Not in this case, no. The format of awk is

        awk 'program' files
        awk -f prgm files

What I could do instead is

        u=/tmp/$0$pid$apid$0
        cat > $u <<\END
        program
        END
        awk -f $u $*
        rm $u

but I'd rather not go that way to avoid possible collisions.

Here's another problem. The error check function cats to [1=2]. However, instead of going to standard output, it makes a file [1=2] and writes the message there. How do I fix this?
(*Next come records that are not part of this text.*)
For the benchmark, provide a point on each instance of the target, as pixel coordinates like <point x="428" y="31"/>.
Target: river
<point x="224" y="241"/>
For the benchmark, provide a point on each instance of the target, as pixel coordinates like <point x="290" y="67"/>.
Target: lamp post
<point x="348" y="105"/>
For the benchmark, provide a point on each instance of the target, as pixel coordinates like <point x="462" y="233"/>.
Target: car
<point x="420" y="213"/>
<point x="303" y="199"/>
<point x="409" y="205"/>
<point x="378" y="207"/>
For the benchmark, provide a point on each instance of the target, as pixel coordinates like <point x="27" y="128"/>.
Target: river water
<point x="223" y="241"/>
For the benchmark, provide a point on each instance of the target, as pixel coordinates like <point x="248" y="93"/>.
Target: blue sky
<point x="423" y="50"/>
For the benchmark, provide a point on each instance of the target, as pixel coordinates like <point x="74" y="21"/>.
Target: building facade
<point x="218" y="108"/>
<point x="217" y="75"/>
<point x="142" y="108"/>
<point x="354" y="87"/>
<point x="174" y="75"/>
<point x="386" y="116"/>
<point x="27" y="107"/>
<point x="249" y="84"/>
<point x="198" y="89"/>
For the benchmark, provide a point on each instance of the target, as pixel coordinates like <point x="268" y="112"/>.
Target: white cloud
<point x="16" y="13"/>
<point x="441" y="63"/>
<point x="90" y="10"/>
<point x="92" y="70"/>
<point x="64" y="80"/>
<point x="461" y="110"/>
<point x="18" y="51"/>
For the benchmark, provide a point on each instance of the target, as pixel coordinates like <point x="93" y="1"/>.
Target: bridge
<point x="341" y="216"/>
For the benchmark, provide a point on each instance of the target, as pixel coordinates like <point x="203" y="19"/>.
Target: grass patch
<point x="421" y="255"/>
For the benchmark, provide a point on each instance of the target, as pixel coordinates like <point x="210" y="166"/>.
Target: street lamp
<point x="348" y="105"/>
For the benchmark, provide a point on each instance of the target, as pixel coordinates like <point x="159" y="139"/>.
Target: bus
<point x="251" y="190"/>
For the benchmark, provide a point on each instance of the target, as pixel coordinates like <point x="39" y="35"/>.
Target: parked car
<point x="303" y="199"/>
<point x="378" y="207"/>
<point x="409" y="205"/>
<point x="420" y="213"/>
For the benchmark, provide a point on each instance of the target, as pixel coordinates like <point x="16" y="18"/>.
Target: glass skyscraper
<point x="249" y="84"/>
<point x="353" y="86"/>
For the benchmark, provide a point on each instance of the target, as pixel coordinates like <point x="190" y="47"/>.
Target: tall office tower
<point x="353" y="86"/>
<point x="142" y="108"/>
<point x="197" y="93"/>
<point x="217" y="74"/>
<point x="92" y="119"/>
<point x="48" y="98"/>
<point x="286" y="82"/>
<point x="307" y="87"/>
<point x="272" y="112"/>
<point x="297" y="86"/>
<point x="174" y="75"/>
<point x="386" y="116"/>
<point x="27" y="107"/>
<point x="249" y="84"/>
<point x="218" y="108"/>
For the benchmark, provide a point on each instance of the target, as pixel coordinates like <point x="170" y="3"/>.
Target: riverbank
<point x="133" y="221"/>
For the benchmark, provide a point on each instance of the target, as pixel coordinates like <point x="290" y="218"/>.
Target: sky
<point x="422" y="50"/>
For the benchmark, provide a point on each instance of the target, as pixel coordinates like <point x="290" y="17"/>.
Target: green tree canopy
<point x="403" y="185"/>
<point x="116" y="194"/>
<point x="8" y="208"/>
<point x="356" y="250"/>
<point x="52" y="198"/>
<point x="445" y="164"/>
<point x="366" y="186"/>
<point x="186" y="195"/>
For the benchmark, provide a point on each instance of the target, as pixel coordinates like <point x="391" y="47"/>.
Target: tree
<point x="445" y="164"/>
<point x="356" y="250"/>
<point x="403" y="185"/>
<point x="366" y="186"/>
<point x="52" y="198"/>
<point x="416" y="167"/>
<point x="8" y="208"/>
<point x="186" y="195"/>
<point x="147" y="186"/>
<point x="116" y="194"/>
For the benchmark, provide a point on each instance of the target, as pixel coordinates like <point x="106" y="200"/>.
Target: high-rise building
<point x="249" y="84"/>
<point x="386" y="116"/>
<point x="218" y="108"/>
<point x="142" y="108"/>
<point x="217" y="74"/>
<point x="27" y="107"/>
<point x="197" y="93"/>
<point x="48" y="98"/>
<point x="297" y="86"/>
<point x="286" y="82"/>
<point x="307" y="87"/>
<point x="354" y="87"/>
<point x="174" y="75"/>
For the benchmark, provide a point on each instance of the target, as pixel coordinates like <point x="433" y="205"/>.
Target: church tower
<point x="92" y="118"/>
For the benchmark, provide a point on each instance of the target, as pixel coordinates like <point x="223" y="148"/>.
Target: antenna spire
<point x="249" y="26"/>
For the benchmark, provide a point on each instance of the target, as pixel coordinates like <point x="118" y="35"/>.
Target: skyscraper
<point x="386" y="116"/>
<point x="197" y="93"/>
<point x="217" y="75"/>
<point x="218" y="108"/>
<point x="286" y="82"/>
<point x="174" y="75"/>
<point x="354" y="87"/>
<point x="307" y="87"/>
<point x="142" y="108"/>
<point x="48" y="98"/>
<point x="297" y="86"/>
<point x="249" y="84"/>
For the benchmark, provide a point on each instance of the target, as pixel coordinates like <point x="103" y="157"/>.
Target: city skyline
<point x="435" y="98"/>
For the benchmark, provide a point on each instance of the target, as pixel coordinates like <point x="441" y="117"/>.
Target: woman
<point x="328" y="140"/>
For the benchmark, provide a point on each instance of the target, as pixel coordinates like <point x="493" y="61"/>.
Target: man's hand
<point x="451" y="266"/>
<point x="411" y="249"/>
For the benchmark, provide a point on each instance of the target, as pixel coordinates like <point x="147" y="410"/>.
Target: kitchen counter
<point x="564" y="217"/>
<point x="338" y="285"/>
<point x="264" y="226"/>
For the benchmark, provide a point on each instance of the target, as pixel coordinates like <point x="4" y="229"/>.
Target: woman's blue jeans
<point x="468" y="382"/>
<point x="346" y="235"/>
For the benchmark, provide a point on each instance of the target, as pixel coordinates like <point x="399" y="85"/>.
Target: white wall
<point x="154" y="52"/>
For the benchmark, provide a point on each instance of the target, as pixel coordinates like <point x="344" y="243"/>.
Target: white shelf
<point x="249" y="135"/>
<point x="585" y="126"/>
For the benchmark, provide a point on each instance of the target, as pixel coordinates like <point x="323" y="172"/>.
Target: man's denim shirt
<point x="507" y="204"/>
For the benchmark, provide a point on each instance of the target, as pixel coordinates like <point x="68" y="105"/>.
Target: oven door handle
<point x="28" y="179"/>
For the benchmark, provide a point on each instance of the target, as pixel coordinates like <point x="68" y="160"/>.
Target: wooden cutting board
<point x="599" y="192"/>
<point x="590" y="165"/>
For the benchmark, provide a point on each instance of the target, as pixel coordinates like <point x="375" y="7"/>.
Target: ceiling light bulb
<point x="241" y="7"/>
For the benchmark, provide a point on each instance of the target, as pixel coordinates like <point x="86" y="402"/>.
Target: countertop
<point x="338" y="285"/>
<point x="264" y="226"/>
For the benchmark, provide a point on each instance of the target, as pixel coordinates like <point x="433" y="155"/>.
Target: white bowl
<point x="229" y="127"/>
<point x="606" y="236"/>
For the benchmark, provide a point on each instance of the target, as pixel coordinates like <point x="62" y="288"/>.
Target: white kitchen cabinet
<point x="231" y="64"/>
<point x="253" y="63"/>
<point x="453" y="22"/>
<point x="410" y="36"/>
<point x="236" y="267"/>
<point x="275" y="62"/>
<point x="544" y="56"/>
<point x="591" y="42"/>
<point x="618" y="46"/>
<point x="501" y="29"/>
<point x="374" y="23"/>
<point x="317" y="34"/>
On Dec 11, 2007, at 8:32 AM, roger peppe wrote:

a reason to use here files? :-)

On Dec 1, 2007 7:09 PM, Martin Neubauer <[EMAIL PROTECTED]> wrote:
Apparrently in quoted strings each character (rune, actually) constitutes one token. The lexical scanner only holds NTOK (==8192) tokens at a time and sam and wc convince me you have a 8555 byte string you pass to awk. You should probably put the awk stuff into a separate file eg.awk and just do `awk -f eg.awk $*' in eg (cf. chem(1) ). You might have to fiddle with where
you put things, but that seems to be the easiest way out.

        Martin


* Pietro Gagliardi ([EMAIL PROTECTED]) wrote:
Run /n/sources/contrib/pietro/eg (a work-in-progress troff
preprocessor for graphs of equations). You get the error described
above on a line that contains simply "else". What happened?